Ardeshir Zahedi : C’est au début des années 50, que l’Iran s’est intéressé à la technologie nucléaire. Il s’agissait, essentiellement, d’un programme de recherche universitaire limité. Lors d’un voyage officiel en Inde en 1956, Sa Majesté feu Mohammad Reza Shah Pahlavi, a été invité par les autorités indiennes à visiter les installations nucléaires de ce pays. Cette visite, à laquelle j’ai assisté, a encouragé le roi dans sa décision de développer la technologie nucléaire civile en Iran. Quelques années plus tard, en compagnie du Shah, nous avons visité les équipements nucléaires allemands et avons engagé, avec ce pays, des négociations de coopération sur ce sujet. Dans la même période, les Russes aussi nous ont fait visiter leur programme.

RFI : Quel était à cette époque le véritable objectif du programme nucléaire iranien ?

A. Z. : L’objectif était de trouver une source d’énergie substitutive au pétrole. Le roi disait toujours que si le pays continuait à exploiter son pétrole au rythme d’alors, un jour il serait obligé d’en acheter à l’étranger pour ses besoins. Il souhaitait recourir à la technologie nucléaire civile pour la production de l’énergie et utiliser le pétrole dans la fabrication des produits plus valorisants. L’objectif du programme nucléaire iranien n’était pas militaire. Mais, il est évident que lorsqu’on développe la technologie nucléaire civile, le volet militaire deviendra forcément accessible. Si on maîtrise la connaissance fondamentale de cette technologie, le développement viendra sûrement un jour. C’est un peu plus long et un peu plus difficile mais c’est dans la continuité des choses. Et si on peut obtenir le nucléaire militaire sous le contrôle international il ne devrait pas y avoir de problème. Regardez autour de l’Iran : Israël, l’Inde et le Pakistan n’ont jamais signé le TNP et sont aujourd’hui des puissances nucléaires. C’est pourquoi je pense qu’il y a là ce que l’on appelle deux poids deux mesures et ce n’est pas juste. Comme je suis persuadé que l’Iran est dans son droit inaliénable d’accéder à cette technologie, je pense que la seule solution serait le dialogue et la négociation.

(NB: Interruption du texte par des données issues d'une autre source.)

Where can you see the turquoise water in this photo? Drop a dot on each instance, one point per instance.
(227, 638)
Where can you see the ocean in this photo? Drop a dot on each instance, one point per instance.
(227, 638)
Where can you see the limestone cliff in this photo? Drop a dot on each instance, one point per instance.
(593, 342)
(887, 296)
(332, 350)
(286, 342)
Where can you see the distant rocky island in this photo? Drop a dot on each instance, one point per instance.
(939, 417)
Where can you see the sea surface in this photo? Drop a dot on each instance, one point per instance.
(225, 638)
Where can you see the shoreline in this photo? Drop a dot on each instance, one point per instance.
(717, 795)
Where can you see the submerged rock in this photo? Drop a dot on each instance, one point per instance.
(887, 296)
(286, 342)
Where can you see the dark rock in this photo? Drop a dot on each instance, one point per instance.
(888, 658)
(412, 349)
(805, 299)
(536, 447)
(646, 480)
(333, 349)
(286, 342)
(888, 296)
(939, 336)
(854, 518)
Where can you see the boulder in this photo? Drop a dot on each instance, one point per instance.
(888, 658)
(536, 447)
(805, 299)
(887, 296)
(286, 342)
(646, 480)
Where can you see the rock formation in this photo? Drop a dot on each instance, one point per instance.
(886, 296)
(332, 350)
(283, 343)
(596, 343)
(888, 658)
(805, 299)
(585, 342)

RFI : Si la maîtrise de la technologie nucléaire aboutit facilement à la capacité nucléaire militaire, les Occidentaux devaient s’attendre, dès le départ, à ce que l’Iran accède un jour au nucléaire militaire. Comment peut-on expliquer leurs inquiétudes d’aujourd’hui ?

A.Z. : L’Inde et le Pakistan, qui n’ont même pas signé le TNP, ont plusieurs accords de coopération nucléaire avec les Occidentaux. Il s’agit de deux pays en conflit depuis plusieurs décennies. Il est surprenant qu’aujourd’hui le nucléaire iranien soit considéré comme un danger pour les Etats-Unis. Dans les années 70, deux personnalités américaines m’ont dit que leur pays était au courant du programme nucléaire militaire pakistanais. C’était une façon pour me faire comprendre que la voie était libre pour l’Iran aussi.

RFI : Mais, alors comment expliquez–vous la tension actuelle dans les relations entre l’Iran et la communauté internationale. Est-ce les objectifs du programme nucléaire iranien qui ont changé ou la politique de la communauté internationale à l’égard de ce pays ?

A.Z. : Quand la course à la maîtrise et au développement de la technologie nucléaire a commencé entre les grands pays industriels : les Etats-Unis, l’Allemagne, la France, la Grande-Bretagne,… chacun tentait d’établir en la matière une coopération avec l’Iran et en même temps nous mettait des bâtons dans les roues pour, en réalité, empêcher l’autre d’obtenir des contrats et de développer son industrie nucléaire. Il y avait une concurrence entre les pays et les projets proposés par l’un présentaient toujours des défauts pour l’autre. Mais, cela a évidemment changé avec la révolution islamique en Iran. Le ton a fortement monté.

RFI : Le président iranien, Mahmoud Ahmadinejad, a menacé de faire sortir son pays du Traité de non-prolifération et cesser ses collaborations avec l’Agence internationale de l’énergie atomique. Dans ce cas quelles seraient les conséquences pour l’Iran ?

A.Z. : Dans la diplomatie et les relations internationales il faut éviter les déclarations intempestives et les mensonges. Le dialogue, la négociation et la sincérité forment la base de la diplomatie. Ce monsieur fait beaucoup de déclarations. Il ne faut pas lui donner trop d’importance. Il faut faire la différence entre les slogans, les menaces et les vrais actes diplomatiques. Ceci étant, rien ne l’empêche de retirer l’Iran du TNP. Il y a des pays qui n’ont jamais signé le TNP et qui n’ont aucun problème pour développer leur programme nucléaire.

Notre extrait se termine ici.